Likewise, the UK Financial Intelligence Unit’s membership of the Egmont Group of Financial Intelligence Units would be unaffected by Brexit, as would the UK’s membership of the G20 and G7, other bodies that busy themselves with matters related to financial crime and terrorist financing. Similarly, the status of the UK banks that are members of the Wolfsberg Group, an association of thirteen global banks which aims to develop frameworks and guidance for the management of financial crime risks, would also be unaffected by Brexit, since their membership is a function of their size and global importance. Yet most of these structures are focused on policy, not the operational reality of disrupting financial crime, which requires close, cross-border co-operation and information sharing.
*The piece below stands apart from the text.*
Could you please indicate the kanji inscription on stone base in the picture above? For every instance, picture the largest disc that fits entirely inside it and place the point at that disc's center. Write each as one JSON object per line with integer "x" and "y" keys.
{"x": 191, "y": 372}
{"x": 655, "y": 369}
As with everything currently discussed within the Brexit debate, the interconnectedness of the UK with other EU member states means that it is simply impossible to walk away from the EU and not continue to feel the impact of its rules and regulations. The recent Schrems case provides a timely reminder that non-EU countries’ data privacy laws must be ‘essentially equivalent’ to EU law if data is to be shared with a country outside the EU. In that case, an Austrian citizen, Maximillian Schrems, argued that – contrary to the view laid out in a 2000 European Commission directive – the US did not comply with the EU’s data protection standards. The European Court of Justice found that, given the 2013 Snowden revelations, the Commission’s directive was now invalid. Given the significant financial links between the UK and the rest of the EU – both for business and for tackling financial crime – it is hard to imagine that the UK would risk breaking critical information-sharing links by turning its back on Brussels-derived data protection regulation, even though this regulation at times frustrates the UK government’s efforts to widen its own data sharing and surveillance powers. So if the UK wants to maintain its information-sharing links it must abide by EU data protection regulation, yet leaving the EU would mean having no say in the development of this regulation.
The value of EU membership for fighting crime, particularly cross-border crime, has been well argued: it provides civil judicial co-operation measures; it provides access to EU police and criminal justice tools that ensure effective collective action and also grants access to European criminal records information. In addition to these general crime-related procedures and agreements, EU membership also gives the UK access to specific financial crime-fighting systems such as FIU.net and other initiatives run by Europol.
While some might welcome escaping the clutches of allegedly ‘bizarre’ EU legislation such as the 4th Money Laundering Directive, which advocates greater scrutiny of domestic politicians, the globalised nature of finance and the necessarily cross-border nature of efforts to respond to associated criminality mean that – at a time when the sharing of information to combat financial crime and terrorist financing is an international imperative – any action that reduces the UK’s ability to participate in information-sharing mechanisms and forums would seem counter-intuitive.
For those tasked with tackling financial crime and fulfilling the UK government’s pledge to make the country ‘a more hostile place for those seeking to move, hide or use the proceeds of crime and corruption or to evade sanctions’, Brexit would be a significantly retrograde step.